The Bad Sluggish performance; heavy fringing in pictures; no manual exposure controls.

The Bottom Line Though it doesn't have manual exposure controls, the Samsung L77 puts some good shooting in a small package.

Visit manufacturer site for details.

6.4 Overall
  • Design 7.0
  • Features 6.0
  • Performance 6.0
  • Image quality 6.0

Usually, a big zoom means a big camera. It's only natural; the larger a lens, the larger the body you need in which to put the lens. That's why Samsung's L77 surprised us. This slim little camera sports a beefy 7x optical zoom that doesn't even pop out of its body.

At less than an inch thick and just 5.5 ounces with battery and SD card, the L77 is one of Samsung's lightest, most compact digital cameras.
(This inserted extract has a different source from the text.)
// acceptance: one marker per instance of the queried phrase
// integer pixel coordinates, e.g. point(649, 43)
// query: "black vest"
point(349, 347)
Despite its slim design, the L77 takes many design cues from larger cameras like Samsung's L74 Wide and NV series of point-and-shoots. Like its bigger brothers, the L77 sports an attractive matte black finish, a blocky outline, and a slightly protruding, right-handed grip. Unlike the L74 Wide's touch screen or the NV cameras' Smart Touch touch sensors, the L77 uses a conventional joypad and buttons to navigate its simple interface.

The L77's 38 to 266mm-equivalent lens stands out as its biggest feature while not actually standing out from the camera itself. While most powerful lenses tend to extend out noticeably from the camera body (the Samsung NV5 and NV7 OPS come to mind), the L77's lens stays completely inside the camera at all times. Thanks to this internal mechanism, the camera stays nice and slim, even when you're zooming all the way in. The zoom also works when recording 30 fps VGA video with the camera's movie mode, an important feature considering how many cameras with movie modes disable the optical zoom. Unfortunately, the camera doesn't use any sort of optical or mechanical stabilization system. Instead, the L77 uses Samsung's Electronic Picture Stabilization to measure camera shake and adjust the image in-camera.

If you want a camera with manual exposure controls, look elsewhere. While you can change basic settings like ISO sensitivity, white balance, and exposure compensation, more advanced settings such as shutter speed and aperture are kept out of your reach. On the bright side, the camera does a pretty good job of handling those settings automatically, and its various scene presets can help tweak your shot in certain settings.